01/11/2021 Wagstaff chooses 900 ton Liebherr LTM 1750-9.1 with new software upgrade for critical lift
- Improved load charts provided higher lifting capacity
- Newest software upgrade was a safer solution for bridge lift
A Liebherr LTM 1750-9.1 with a new crane software upgrade kit provided the lifting power for Wagstaff Crane Service during an expansion project at the Hunstman Cancer Institute at the University of Utah.
Wagstaff Crane Service based out of Murray, Utah, provided services for installation of a 175 ft., 125,000 pound sky bridge at the new Kathryn F. Kirk Center for Comprehensive Cancer Care and Women’s Cancers at Huntsman Cancer hospital.
Wagstaff Crane Service was subcontracted to unload, assemble and place a steel pedestrian bridge in its final position on the north side campus expansion. The pedestrian bridge is part of a multi-phase expansion project and ties into the Phase III expansion started in 2011. Due to the location of the bridge and how it integrates into the multi-phase expansion, the bridge needed to be placed prior to the start of any of the Phase V structure, slated to begin construction in 2022.
Presented with the unique challenge of working near a congested area of the hospital with heavy traffic on the side of a mountain, Wagstaff Crane Service employed its flagship crane, the LTM 1750-9.1 with the recent crane software upgrade. The improved load charts made this lift possible, without the upgrade the lift would have been over 90% of the total capacity. The Wagstaff project management team considered a crawler crane as the alternative but it proved to be more costly for all parties involved.
“We were planning for this lift about a year before this took place. Numerous different configurations had been drawn up including a proposal with plans showing a critical lift at 93%. The option to bring in a large crawler crane was also considered due to the fact that the lift was taking place over a functioning hospital clinic with close proximity to power lines, and active life flight helicopters. These risks coupled with a critical lift made some nervous to proceed, until the update was released, and we could present a new and improved lift plan that showed a safer lift,” said Ronnie Wagstaff, Project Manager for Wagstaff Crane Service.

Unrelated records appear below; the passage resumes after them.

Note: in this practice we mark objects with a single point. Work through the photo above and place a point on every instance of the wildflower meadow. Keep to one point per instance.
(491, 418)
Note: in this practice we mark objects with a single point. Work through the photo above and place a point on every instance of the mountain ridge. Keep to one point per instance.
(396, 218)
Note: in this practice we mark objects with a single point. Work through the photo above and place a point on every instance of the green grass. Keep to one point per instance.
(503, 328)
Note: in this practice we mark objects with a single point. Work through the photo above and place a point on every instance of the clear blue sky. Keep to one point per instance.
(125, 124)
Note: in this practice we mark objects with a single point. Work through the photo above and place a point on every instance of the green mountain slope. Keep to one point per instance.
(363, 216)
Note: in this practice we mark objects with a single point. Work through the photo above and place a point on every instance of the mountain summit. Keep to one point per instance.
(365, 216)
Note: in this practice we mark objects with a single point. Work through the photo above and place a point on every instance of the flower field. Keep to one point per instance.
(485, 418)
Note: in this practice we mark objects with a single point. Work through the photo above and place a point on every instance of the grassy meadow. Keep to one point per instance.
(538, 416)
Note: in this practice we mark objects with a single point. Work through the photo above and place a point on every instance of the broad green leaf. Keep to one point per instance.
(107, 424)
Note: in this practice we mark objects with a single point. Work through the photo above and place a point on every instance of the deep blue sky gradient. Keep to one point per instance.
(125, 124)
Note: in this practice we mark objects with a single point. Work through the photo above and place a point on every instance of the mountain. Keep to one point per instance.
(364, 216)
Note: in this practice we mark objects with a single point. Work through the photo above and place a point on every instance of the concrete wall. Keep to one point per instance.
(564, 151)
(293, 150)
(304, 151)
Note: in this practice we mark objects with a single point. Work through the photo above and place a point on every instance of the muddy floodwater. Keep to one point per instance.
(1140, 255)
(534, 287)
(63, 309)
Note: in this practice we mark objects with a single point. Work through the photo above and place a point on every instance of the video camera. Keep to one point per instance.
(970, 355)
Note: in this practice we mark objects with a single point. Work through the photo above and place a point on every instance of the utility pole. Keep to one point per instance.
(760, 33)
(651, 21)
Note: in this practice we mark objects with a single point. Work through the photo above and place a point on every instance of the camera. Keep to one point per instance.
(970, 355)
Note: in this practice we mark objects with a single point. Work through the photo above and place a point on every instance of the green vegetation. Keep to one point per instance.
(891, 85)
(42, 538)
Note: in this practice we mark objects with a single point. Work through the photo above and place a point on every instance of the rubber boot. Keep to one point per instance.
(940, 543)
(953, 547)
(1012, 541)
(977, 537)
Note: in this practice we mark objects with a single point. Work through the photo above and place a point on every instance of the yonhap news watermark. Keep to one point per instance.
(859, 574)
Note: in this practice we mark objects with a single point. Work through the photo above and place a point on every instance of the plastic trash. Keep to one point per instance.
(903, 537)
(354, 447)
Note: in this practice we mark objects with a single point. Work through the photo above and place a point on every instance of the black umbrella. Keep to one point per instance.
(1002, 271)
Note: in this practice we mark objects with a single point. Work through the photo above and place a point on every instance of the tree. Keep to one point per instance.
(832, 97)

The LTM 1750-9.1 is a popular option among customers because it is easy to transport, can fit in tight spaces, sets up quickly, has high lifting capacity and a variable boom system. “The LTM 1750-9.1 was able to drive to the site with equipment installed with only an additional 11 truckloads of parts needed. The crane was assembled and ready to work in approximately 12 hours,” said Wagstaff.
“A combination of limited site space, constrained site access, fully open facilities adjacent to and below portions of the bridge, weight and distance of the pick, as well as the need for several different configurations for the offloading and ground pre-assembly of the bridge at close radius to the crane and setting of the support steel on the north east side of the Phase 3 building, were all determining factors in the use of the LTM 1750 for this project,” Wagstaff continued.

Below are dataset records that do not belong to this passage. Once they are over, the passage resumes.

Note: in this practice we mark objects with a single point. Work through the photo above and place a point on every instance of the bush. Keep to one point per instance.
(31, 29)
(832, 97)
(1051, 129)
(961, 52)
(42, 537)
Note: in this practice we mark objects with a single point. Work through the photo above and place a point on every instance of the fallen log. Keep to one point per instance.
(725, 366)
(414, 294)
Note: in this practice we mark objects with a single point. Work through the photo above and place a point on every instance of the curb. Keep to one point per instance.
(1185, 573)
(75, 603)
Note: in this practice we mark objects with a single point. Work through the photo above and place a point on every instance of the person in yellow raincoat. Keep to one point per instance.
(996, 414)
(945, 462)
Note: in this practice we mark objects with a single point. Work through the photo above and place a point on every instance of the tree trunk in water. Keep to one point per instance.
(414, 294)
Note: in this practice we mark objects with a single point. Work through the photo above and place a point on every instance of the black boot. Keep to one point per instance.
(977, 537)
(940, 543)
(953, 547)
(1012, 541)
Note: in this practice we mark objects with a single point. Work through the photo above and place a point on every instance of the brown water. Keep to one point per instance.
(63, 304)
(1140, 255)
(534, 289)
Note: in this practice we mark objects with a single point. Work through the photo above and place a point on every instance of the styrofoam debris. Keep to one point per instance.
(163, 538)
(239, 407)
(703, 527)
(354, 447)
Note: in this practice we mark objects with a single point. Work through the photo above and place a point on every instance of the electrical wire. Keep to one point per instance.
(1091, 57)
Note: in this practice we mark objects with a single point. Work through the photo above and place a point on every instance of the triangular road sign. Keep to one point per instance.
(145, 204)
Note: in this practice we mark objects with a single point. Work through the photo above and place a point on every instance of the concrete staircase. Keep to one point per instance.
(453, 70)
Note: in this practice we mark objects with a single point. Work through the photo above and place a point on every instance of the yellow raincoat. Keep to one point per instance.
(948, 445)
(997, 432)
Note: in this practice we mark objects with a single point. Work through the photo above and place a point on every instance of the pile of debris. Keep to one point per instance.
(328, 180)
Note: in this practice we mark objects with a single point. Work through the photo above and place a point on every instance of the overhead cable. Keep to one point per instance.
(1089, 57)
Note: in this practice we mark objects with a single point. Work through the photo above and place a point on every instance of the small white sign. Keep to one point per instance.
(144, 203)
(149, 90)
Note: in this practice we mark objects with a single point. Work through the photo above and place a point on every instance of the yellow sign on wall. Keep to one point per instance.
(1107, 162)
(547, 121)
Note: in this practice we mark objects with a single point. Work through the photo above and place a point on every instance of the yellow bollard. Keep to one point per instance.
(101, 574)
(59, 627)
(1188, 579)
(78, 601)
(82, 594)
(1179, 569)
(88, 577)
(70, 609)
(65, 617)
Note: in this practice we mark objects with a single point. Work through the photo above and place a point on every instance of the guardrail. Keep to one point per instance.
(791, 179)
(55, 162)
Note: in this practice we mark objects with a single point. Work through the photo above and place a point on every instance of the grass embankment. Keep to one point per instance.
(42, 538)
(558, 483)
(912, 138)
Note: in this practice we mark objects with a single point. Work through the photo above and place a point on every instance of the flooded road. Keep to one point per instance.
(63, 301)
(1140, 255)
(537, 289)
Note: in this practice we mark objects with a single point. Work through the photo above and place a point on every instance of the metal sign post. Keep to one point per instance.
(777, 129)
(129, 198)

LTM 1750-9.1 with new software upgrade
An already impressive 900 ton, nine axle, 18 wheel all-terrain crane- the LTM 1750-9.1, is even more powerful with the newest crane upgrade kit and can hoist even heavier loads. The use of refined static calculation methods enables increased lifting capacity values across the entire working range. Owners of the LTM 1750-9.1 can now update the crane software with the new tables and, if necessary, add any additional equipment required.
This latest software upgrade, provides additional value due to the improved load charts. Lifting capacity tables for three wind speeds are now available for this crane and for all the latest new developments. The LTM 1750-9.1 has entered into a higher lifting capacity class due to the new luffing jib configuration used for wind power applications. This delivers significant additional support for customers, both during job planning and in operation. It takes a critical lift and brings it within requirements of the job specifications. During this project “several lifts that were critical – 90% or above, were reduced to 85% or lower,” said Project Manager, Ronnie Wagstaff.